Life can change in the blink of an eye: our Ma had a stroke on Friday.
Yesterday, Friday morning, was a normal one. By the evening, I was in the Emergency ward receiving quite the unexpected news.
Thankfully, she is awake and seems to understand what’s going on. But her speech is slurred and mobility impacted.
My sister and I are taking turns watching her as we want her to be with family 24/7 during this critical period. Due to COVID, only one guest can be with a patient at a time.
We’re thankful we have such a supportive family. This morning, my mom’s siblings and our cousins around the world joined together for a short Facebook video chat. It made my mom happy and we were relieved she recognized everyone and knew it was Christmas time by greeting them.
I was delirious by the time I went to bed at 11 this morning and I feel more human after sleeping now that I’m back for my second evening shift.
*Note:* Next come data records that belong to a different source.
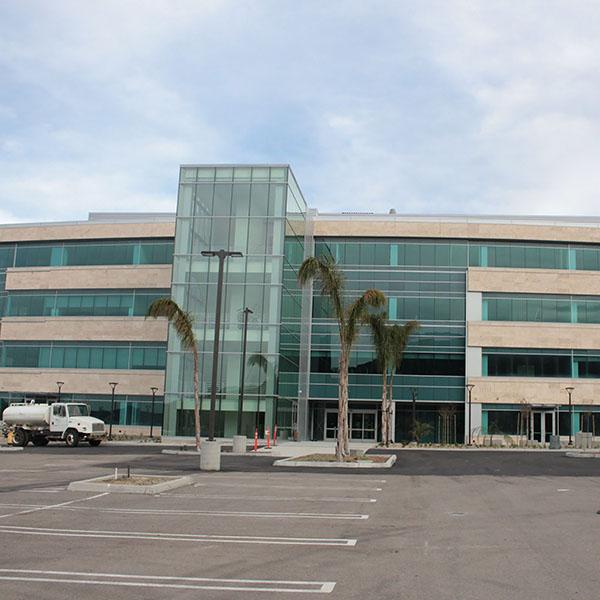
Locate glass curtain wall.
[164,166,306,436]
[310,238,468,439]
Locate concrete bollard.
[233,435,247,454]
[200,440,221,471]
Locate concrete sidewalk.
[115,437,376,457]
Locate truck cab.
[2,401,104,447]
[50,402,104,446]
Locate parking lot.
[0,446,600,600]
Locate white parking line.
[0,525,357,546]
[0,492,108,519]
[157,493,377,503]
[194,479,382,492]
[0,503,369,521]
[19,486,67,494]
[0,569,335,594]
[0,469,45,473]
[198,473,387,485]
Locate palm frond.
[390,321,420,371]
[363,312,391,373]
[343,289,386,345]
[146,298,196,350]
[248,352,269,373]
[298,256,345,324]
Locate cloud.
[0,0,600,221]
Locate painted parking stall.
[0,448,386,599]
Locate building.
[0,213,175,431]
[0,165,600,443]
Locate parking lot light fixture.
[108,381,119,440]
[466,383,475,446]
[565,385,575,446]
[150,386,158,437]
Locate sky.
[0,0,600,223]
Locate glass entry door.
[325,410,337,440]
[325,410,377,440]
[350,410,377,440]
[529,410,556,444]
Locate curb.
[160,450,271,456]
[67,475,194,494]
[566,452,600,458]
[273,454,397,469]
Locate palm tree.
[366,312,392,446]
[383,321,419,442]
[298,256,385,461]
[248,352,269,431]
[146,298,200,451]
[366,312,419,446]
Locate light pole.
[150,386,158,437]
[466,383,475,446]
[201,250,243,442]
[108,381,119,440]
[410,388,417,442]
[565,385,575,446]
[237,306,254,435]
[56,381,65,402]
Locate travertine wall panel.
[0,368,165,396]
[0,317,168,342]
[6,265,171,290]
[468,377,600,405]
[0,219,175,242]
[467,267,600,295]
[467,321,600,350]
[315,216,600,243]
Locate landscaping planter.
[273,454,396,469]
[68,475,194,494]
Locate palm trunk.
[335,346,350,461]
[192,347,200,452]
[385,369,394,446]
[381,369,388,445]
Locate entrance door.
[325,410,337,440]
[530,410,555,444]
[350,410,377,440]
[325,410,377,440]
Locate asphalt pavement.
[0,446,600,600]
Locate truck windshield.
[69,404,90,417]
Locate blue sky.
[0,0,600,222]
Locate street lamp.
[565,385,575,446]
[237,306,254,435]
[150,387,158,437]
[201,250,243,442]
[108,381,119,440]
[466,383,475,446]
[410,388,417,442]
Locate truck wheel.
[13,428,29,448]
[65,429,79,448]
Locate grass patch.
[291,454,389,463]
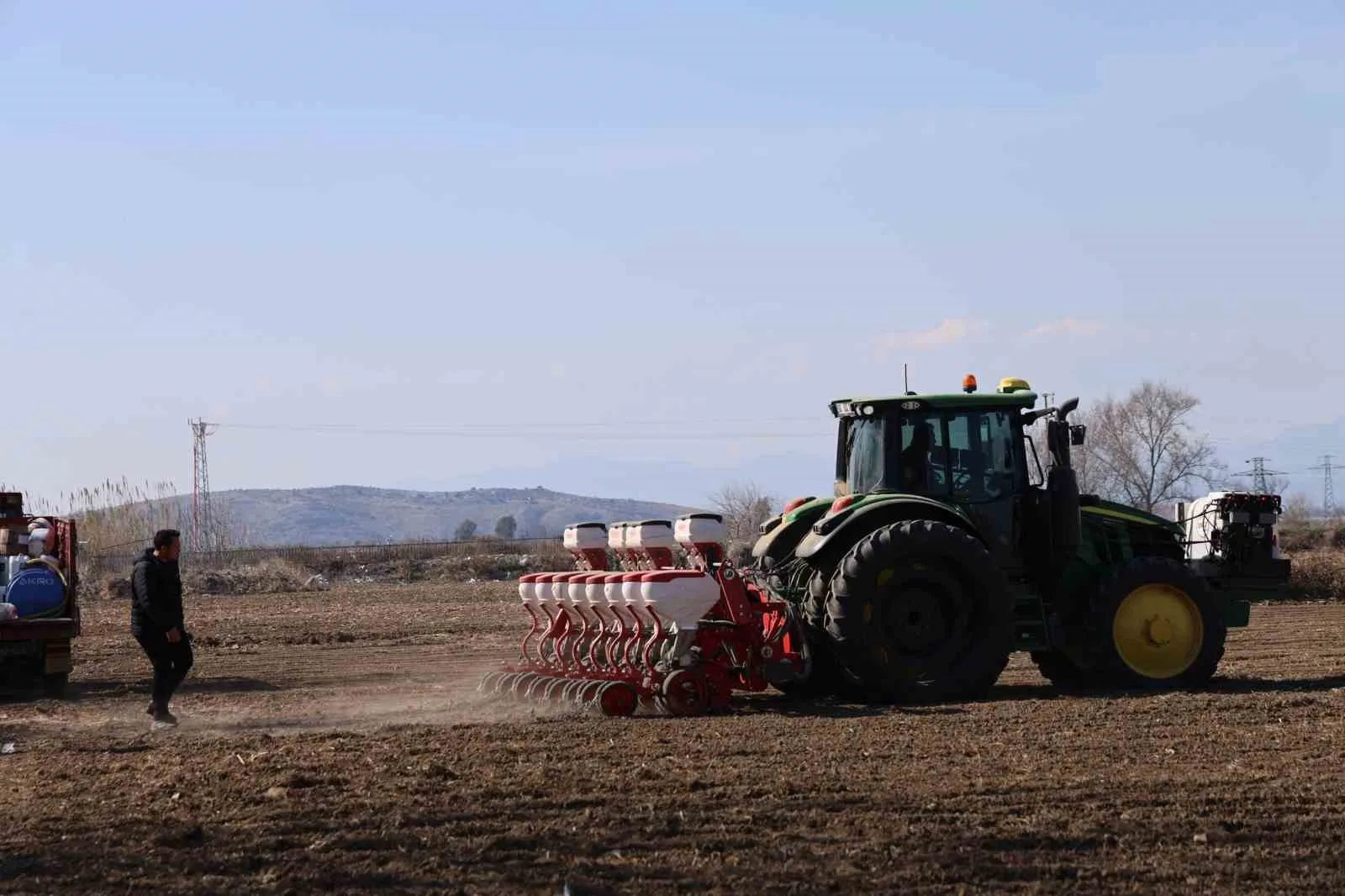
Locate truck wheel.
[825,519,1014,703]
[1088,557,1228,689]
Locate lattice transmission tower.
[1233,457,1286,495]
[187,419,219,551]
[1311,455,1345,517]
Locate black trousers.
[134,631,193,709]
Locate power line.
[219,419,834,441]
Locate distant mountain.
[202,486,706,545]
[390,445,836,503]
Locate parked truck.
[0,493,79,697]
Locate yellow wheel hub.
[1111,584,1205,678]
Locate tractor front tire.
[825,519,1014,703]
[1088,557,1228,689]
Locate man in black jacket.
[130,529,193,725]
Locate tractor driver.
[901,423,933,491]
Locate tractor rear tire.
[825,519,1014,703]
[1087,557,1228,689]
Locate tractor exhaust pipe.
[1047,398,1085,562]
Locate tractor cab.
[830,377,1040,504]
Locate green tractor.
[752,377,1289,703]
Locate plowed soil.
[0,585,1345,896]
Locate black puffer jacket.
[130,547,184,634]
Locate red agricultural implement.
[480,514,810,716]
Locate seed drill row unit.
[482,513,807,716]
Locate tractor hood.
[810,491,975,535]
[1079,495,1182,535]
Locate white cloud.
[876,318,989,356]
[1024,318,1105,339]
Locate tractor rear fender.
[794,495,990,558]
[752,498,831,560]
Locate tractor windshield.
[842,417,885,495]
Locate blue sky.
[0,0,1345,503]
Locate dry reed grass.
[0,477,237,554]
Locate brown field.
[0,584,1345,896]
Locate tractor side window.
[846,417,883,495]
[948,410,1017,502]
[899,413,948,495]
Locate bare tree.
[1074,381,1226,513]
[710,482,776,544]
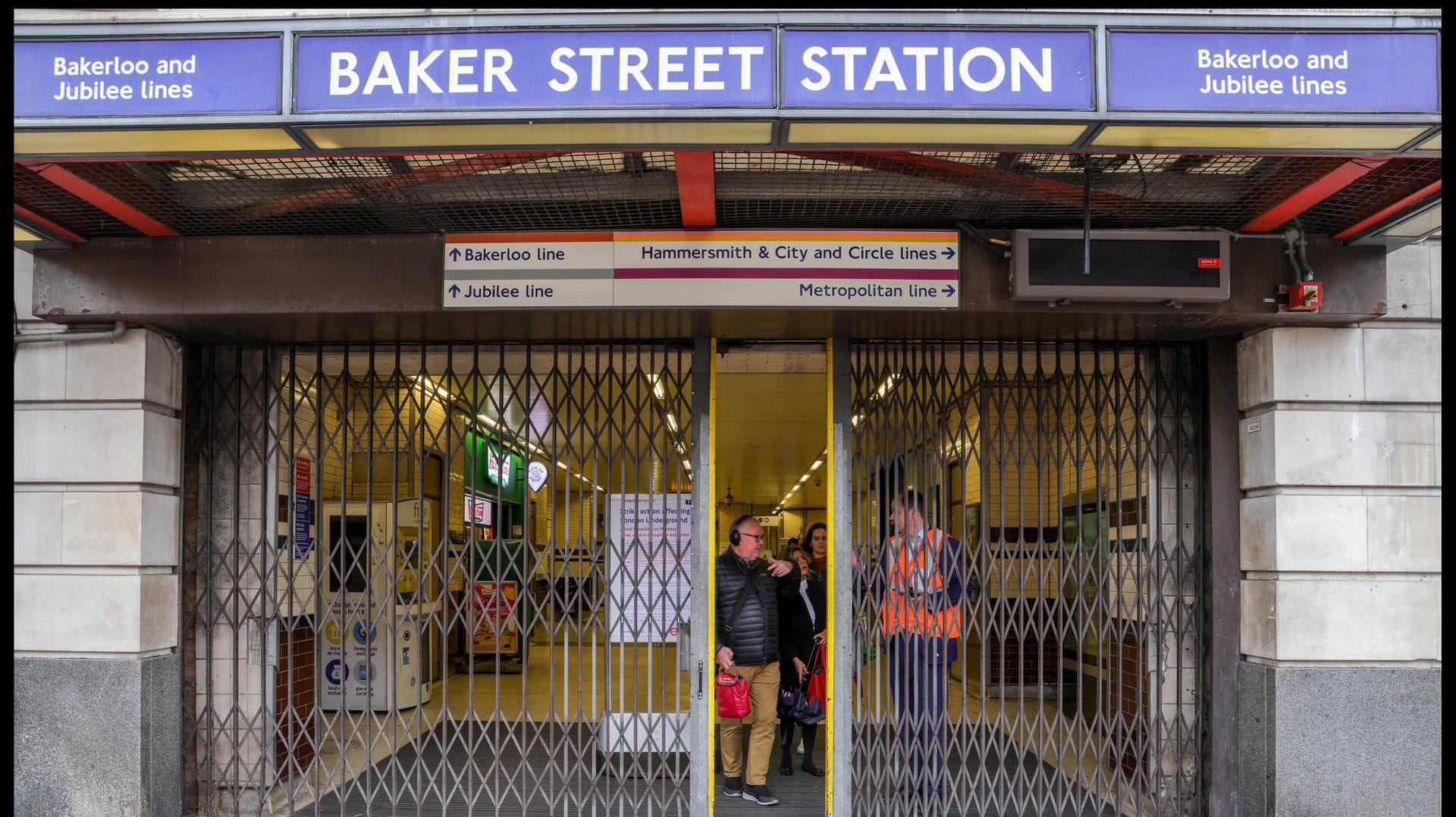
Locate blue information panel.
[1108,30,1442,114]
[783,29,1092,111]
[296,29,774,114]
[14,36,282,117]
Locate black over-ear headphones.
[728,514,753,546]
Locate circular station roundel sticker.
[526,462,548,491]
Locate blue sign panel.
[14,36,282,117]
[1108,30,1442,114]
[294,29,774,114]
[783,29,1092,111]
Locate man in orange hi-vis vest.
[875,491,964,811]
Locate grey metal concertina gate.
[849,343,1209,815]
[180,343,693,817]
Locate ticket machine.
[318,499,440,711]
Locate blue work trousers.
[886,632,954,800]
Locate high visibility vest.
[880,529,961,638]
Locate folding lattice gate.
[182,334,1207,817]
[182,345,692,817]
[849,343,1207,815]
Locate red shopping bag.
[718,671,748,718]
[805,643,826,703]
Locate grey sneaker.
[742,787,779,806]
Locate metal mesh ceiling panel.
[1299,158,1442,234]
[14,163,141,237]
[14,150,1440,237]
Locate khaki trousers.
[719,661,779,787]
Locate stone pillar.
[1238,242,1442,817]
[14,251,182,817]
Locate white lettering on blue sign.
[783,29,1092,109]
[14,36,281,117]
[1108,32,1440,112]
[799,45,1051,93]
[296,29,774,112]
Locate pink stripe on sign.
[616,267,961,281]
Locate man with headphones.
[715,514,799,806]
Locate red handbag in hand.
[805,643,824,703]
[718,671,748,718]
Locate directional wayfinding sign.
[443,230,961,308]
[444,233,611,308]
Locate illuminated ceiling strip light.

Ma is now sleeping so I’m filling the time as I always do by trying to keep busy.
When I’m stressed out, I try to maintain calm and order by planning.
At 11 last night, I emailed colleagues instructions to look after in my absence.
At 4 this morning, I emailed the hubby to ask him to set me up – clothes, bottled water, etc – in our guest room and to move T’s stuff out of his bathroom into ours and mine into his. I want to semi quarantine myself into that corner of the house as I will be spending lots of time at the hospital over the coming weeks.
I am doing all of this – including writing this post – because I’m trying to distract myself and not to think about more serious matters.
T could sense that something is different. The hubby and I told him that “Ama” is sick and is in the hospital. That’s why I have to be out of the house to take care of her.
He was very calm and compliant today because he is likely picking up on the somber mood.
He left me alone while I slept most of the day but did open the door to see how I was doing at around 5pm.
I started to tell him that Ama was sick and then I started crying. I couldn’t help it.
“Why are you crying?” He asked.
“Because I’m sad and scared,” I said.
“Grown ups don’t cry,” he said adamantly.
I kind of chuckled when he said that.
When we were getting ready to drive to the hospital to drop me off tonight, I didn’t need to ask T 10 times to put his shoes on. He just did it at the first ask.
He also did a short “Feel better, Ama” video that I shared with Ma this evening.
After Ma saw the video, she told me, in a still slurred way, “I want to stick around to see T and the little kids (in our family) graduate.”
I just lost it. I tried so hard not to cry but couldn’t hold the tears back.
Then she said, “I will be fine. Because I am the survivor type.”
We’re not out of the woods and the next few days will be scary. But it is reassuring that she still has her melodramatic flair.